Tickets £30 including coffee, lunch and tea
(students half price)

TRADE STANDS

Beecraft, Bee Books New and Old, BIBBA, SBA, Brunel Information, Solway Bee Supplies, Scottish Governemnt Bee Inspectorate.

Bookings for the Convention to Alan Riach (see the Scottish Beekeeper for contact details, or PM 'alan riach' on here)

Please make cheques (£30) payable to SBA and enclose SAE for programme and receipt.

Closing date 14th September.

A list of B&Bs is available from Alan on request.


Invernessshire BKA is hosting a lecture in the College on Friday at 7:00 pm.  The lecture, to which all are welcome, is entitled 'In the Company of Dolphins' by Charlie Phillips, field officer for the Whale and Dolphin Conservation Trust.

----------


## Dark Bee

I shall do my best to get there, hopefully it will be possible for me to do so. Will there be more trade stands than the one's already listed?

----------


## gavin

Excellent!  I'll likely be there too - it would be great to meet more SBAi posters.  I'll introduce you (assuming that I work out who you are!) to Kate who is most unlikely to scold you for hootch-making activities.  They probably do the same in Ardnamurchan.  

I don't know if there will be more trade stands but I'd guess not many more.

It is is usually a relaxed day.  Plenty of long gaps between the talks for nattering to beekeepers and browsing the stands.

----------


## drumgerry

It's a fair bet I'll be there as well Gavin.  Glad it's being held a bit further north this year!

----------


## prakel

Shame it's so close to Apimondia, I'd quite like a week in the far north!

----------


## Easy beesy

Likewise - treating myself to Apimondia this year.
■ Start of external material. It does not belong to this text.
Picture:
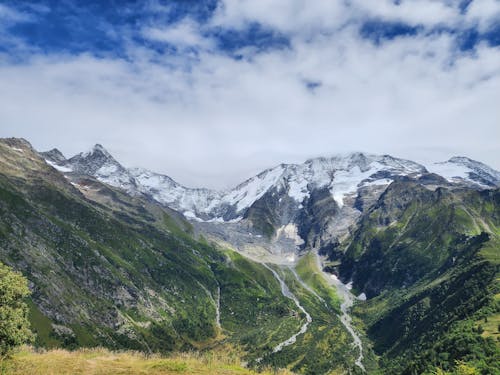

Would've been handy if I was still at home. And back to the old college too - before the new one rises!

----------


## The Drone Ranger

Don't mention the Carniolians
(I mentioned them once but I think I got away with it)
 J.Clese

----------


## prakel

> Likewise - treating myself to Apimondia this year


Can't see myself wearing a forum name badge....but I do hope to be there -great chance to hopefully visit a certain Dojo too. Busy couple of weeks, and that's not even including brokering the huge Carnica deal...!

----------


## greengumbo

Still hoping to get to this - will be driving back the same night though so no whisky session unfortunately !

----------


## gavin

Cracking day on Saturday I thought.  Friday evening too, when we were entertained by Charlie Phillips with his photo extravaganza of the Moray Firth dolphins.



Nice to see so many old friends and to make some new ones.  The speakers, Mike Brown head of NBU and Mario Pahl of Jurgen Tautz' lab, were crackers (in the complimentary meaning of the word) each giving two very fine talks.



An innovation was the raffle, ably run by Bron as Mistress of Ceremonies ....



where one of our contributors netted himself an enormous quantity of whisky!

The cake table got a good 'inspecting' too .....

----------


## kevboab

I must say I felt rather guilty depriving others of a bottle of whisky but that feeling quickly left me as my mouth started watering thinking about a wee hauf. :-)

Happy days !!!

----------


## gavin

I thought you won two!

----------


## kevboab

Yes. Was slightly embarassed collecting the second bottle but hey ho. Not often I get a wee run ae luck like that. Plan to give one of them a good seeing to on friday.

----------